The hacked DevOps engineer was one of only four LastPass employees with access to the company’s vault. Once in possession of the decrypted store, the threat actor exported the entries, including “the decryption keys needed to access AWS S3 LastPass production backups, other cloud-based storage resources, and some critical database backups”.

Monday’s update comes two months after LastPass released a previous bombshell update that first said that, contrary to previous assertions, attackers obtained customer vaults containing encrypted and explicit data. LastPass said then that the attacker had also obtained the cloud storage access key and dual storage container decryption keys, allowing customer vault backup data to be copied from the encrypted storage container.

The backup data contained unencrypted data, such as website URLs, as well as website usernames and passwords, secure notes, and form-filled data, which had an additional layer of encryption using 256-bit AES. New details explain how the threat actor obtained S3 encryption keys.

Monday’s update said the tactics, techniques, and procedures used in the first incident were different from those used in the second, and as a result, it was not clear to investigators at first that the two were directly related. During the second incident, the threat actor used the information obtained during the first incident to enumerate and extract the data stored in S3 buckets.

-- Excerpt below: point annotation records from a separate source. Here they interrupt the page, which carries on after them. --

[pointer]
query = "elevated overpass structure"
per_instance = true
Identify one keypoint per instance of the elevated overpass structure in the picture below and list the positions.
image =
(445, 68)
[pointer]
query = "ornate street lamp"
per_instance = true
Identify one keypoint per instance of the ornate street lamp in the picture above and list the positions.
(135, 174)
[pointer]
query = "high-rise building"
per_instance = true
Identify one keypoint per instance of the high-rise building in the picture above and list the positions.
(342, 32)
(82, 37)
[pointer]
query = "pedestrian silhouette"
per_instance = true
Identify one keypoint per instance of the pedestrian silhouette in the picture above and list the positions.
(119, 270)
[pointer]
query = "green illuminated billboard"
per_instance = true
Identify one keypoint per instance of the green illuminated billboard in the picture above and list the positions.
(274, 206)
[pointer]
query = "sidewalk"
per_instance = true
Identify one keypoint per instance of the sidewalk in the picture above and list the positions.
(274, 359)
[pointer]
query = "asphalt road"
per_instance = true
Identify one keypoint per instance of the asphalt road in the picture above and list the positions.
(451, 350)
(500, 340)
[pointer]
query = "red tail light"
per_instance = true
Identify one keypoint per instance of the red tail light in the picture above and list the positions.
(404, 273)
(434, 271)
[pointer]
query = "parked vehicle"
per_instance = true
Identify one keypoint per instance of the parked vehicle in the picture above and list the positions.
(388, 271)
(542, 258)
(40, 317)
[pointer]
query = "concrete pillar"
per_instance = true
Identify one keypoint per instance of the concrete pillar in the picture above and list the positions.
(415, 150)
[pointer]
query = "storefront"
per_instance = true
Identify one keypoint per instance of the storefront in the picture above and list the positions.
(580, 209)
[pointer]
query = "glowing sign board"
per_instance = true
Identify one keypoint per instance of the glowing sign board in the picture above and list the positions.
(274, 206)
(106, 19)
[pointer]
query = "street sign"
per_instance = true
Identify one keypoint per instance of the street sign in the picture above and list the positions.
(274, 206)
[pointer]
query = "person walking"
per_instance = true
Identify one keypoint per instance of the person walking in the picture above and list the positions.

“Alert and logging were enabled during these events, but did not immediately indicate anomalous behavior that became more apparent later during the investigation,” LastPass officials wrote. Specifically, the threat actor was able to leverage valid credentials stolen from a senior DevOps engineer to gain access to a shared cloud storage environment, which initially made it difficult for investigators to distinguish between threat actor activity and ongoing legitimate activity.

LastPass became aware of the second incident of Amazon anomalous behavior warnings when the threat actor attempted to use Cloud Identity and Access Management (IAM) roles to perform unauthorized activity.

According to a person briefed on LastPass’ private report who spoke on condition of anonymity, the exploited media software package on the employee’s home computer was Plex. Interestingly, Plex reported that its own network was hacked on August 24, just 12 days after the second incident began. The hack allowed the threatened actor to access a private database and steal password data, usernames, and emails of some of its 30 million customers. Plex is a major provider of media streaming services that allow users to stream movies, audio, play games, and access their own content hosted on home or local media servers.

It’s not clear if the Plex breach had anything to do with LastPass’ intrusions. LastPass and Plex representatives did not respond to emails seeking comment for this story.

The threat agent behind the LastPass hack has proven particularly resourceful, and revelations that it successfully exploited a software vulnerability on an employee’s home computer reinforces that view. As advised by Ars in December, all LastPass users should change master passwords and all passwords stored in their vaults. While it is not clear if the actor has access to either, the precautions are warranted.

Updated Wednesday, March 1, 9:06 a.m.: A day after this post was published, a Plex representative wrote in an email: “We have not been contacted by LastPass, so we cannot speak on the specifics of their incident. We take security issues very seriously, and work frequently with third parties that report issues.” Big or small using our guidelines and bug bounty program.When vulnerabilities are reported after a responsible disclosure, we deal with them quickly and thoroughly.We’ve never had a critical vulnerability for which a patched version hasn’t already been published.And when we encounter incidents of our own, we always choose Get it delivered quickly.We’re not aware of any unpatched vulnerabilities, and as always, we’re inviting people to disclose issues to us by following the instructions linked above.Looking at recent articles about the LastPass incident, although we’re not aware of any unpatched vulnerabilities, we’ve reached out With LastPass to be sure.”